What if it goes well?

What if it goes well?

Mårten Westlund, PR and Communications Director at Europe's leading amusement destination Liseberg, recently said:

"One of my fears in life is that I am not dreaming big enough."

That quote stayed with me. And I have been thinking about it a lot. Because I suddenly recognized myself in what is quite a radical statement.

As a woman and a super nerd, with high ambitions, I often feel that I don’t fit the mold of how many want me to be.

A woman is expected to be quiet, timid, and compliant. She should work silently and preferably be invisible. She should be so humble that she actually lacks any sense of her own value. She should agree and not question.

This clashes quite harshly with who I am.

I know my worth and what I contribute to organizations and businesses.

I have a holistic view of the world while understanding the importance of meticulousness in detail. I am curious and ask uncomfortable questions to solve complicated problems. I am creative and analytical, often knowing the complex answers before the question is asked.

And I am social and care about the individual, rather than following the crowd.

I am afraid of becoming a conformed sheep. Because a sheep is solely satisfied with searching for green grass in a fenced area.

And that is simply not me.

I am and have always been a free spirit.

I look upward and want to use my wings to discover the world. I want to explore sunny seas and exotic places. I am not content with being comfortable. I am satisfied with exploring and finding innovative solutions. I am not afraid to navigate through a storm to find new ideas — and inner peace.

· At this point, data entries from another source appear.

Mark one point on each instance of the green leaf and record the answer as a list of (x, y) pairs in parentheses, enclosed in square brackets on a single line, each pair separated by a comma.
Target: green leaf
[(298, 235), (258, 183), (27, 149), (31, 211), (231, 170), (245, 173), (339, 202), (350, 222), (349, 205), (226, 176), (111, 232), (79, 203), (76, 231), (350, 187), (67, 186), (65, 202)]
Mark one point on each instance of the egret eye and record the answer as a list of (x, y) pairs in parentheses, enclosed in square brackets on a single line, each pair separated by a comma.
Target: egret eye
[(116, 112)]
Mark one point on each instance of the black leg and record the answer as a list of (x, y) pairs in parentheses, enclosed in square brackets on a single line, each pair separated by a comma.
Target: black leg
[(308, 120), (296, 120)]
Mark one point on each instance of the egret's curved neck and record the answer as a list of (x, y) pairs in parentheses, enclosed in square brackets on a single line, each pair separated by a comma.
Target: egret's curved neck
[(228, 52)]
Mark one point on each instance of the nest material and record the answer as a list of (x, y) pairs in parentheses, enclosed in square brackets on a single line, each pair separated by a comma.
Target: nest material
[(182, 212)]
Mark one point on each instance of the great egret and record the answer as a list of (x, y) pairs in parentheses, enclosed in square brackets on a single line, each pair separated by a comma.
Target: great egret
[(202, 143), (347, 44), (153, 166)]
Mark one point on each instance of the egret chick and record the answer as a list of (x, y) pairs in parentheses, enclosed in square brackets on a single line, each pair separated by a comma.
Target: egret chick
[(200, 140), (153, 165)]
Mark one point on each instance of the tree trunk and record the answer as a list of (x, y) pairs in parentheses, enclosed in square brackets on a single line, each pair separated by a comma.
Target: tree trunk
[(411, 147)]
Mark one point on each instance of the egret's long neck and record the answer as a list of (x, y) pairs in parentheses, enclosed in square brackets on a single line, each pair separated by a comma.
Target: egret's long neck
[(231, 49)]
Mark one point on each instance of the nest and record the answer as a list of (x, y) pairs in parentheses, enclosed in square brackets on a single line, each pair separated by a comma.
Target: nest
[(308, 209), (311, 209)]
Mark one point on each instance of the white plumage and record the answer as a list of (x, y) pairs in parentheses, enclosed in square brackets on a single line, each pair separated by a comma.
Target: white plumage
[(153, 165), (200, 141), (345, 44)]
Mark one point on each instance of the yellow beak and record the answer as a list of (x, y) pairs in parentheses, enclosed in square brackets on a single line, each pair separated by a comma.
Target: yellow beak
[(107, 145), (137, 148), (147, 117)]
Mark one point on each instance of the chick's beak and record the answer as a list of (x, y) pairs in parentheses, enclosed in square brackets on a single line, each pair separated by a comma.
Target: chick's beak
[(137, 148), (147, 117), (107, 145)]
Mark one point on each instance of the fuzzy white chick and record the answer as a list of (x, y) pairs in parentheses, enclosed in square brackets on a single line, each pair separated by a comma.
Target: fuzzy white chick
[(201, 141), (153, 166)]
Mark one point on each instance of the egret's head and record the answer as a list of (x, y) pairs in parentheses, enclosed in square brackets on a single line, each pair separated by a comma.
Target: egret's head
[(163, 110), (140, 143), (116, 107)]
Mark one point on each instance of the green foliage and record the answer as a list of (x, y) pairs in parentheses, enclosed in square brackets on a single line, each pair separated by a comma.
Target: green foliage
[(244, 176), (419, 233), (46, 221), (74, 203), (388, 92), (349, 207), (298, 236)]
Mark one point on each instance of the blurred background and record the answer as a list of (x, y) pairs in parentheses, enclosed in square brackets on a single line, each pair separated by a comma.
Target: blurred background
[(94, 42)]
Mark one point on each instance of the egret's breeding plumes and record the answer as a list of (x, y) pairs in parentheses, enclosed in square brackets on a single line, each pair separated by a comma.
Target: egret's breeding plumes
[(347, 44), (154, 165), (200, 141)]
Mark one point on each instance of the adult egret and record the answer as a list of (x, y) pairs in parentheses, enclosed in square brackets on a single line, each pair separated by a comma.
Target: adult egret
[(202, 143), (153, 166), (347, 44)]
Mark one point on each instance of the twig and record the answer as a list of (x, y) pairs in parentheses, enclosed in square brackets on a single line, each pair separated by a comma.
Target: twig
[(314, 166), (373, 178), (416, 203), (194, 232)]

And I understand that going into deep oceans can feel uncomfortable. What if something goes wrong?

Yes — but what if it goes incredibly well?

It is said that Albert Einstein once expressed:

"Everybody is a genius. But if you judge a fish by its ability to climb a tree, it will live its whole life believing that it is stupid."

There's so much wisdom and insight in that statement. Indeed, if you compare a fish's ability with the ability to climb trees, you will always be seen as a poor fish.

And perhaps there are contexts where I might sometimes be seen as a fish in a tree.

And I know it might feel provocative to hear this: But I am more than comfortable with you seeing me as a poor fish climbing trees when I am fully aware that I excel in the deep waters. I will not excuse myself for being a great swimmer in the ocean or trying to climb a tree simply to make you feel comfortable.

I believe a modern woman in a modern world should be able to be more than a simple sheep, satisfied with green grass — or a fish in the tree.

So, Mårten, thank you for reminding me about the fear that often gnaws at me:

"What if I dream too small? What if I make myself less than I am? What if my fear of making someone uncomfortable prevents me from achieving fantastic results?"

What are your thoughts?

Are you more afraid of failing than succeeding? Or more afraid of succeeding than failing?

Are you more honed to being conical and not risk failing, or are you willing to take a risk for the possibility of further success?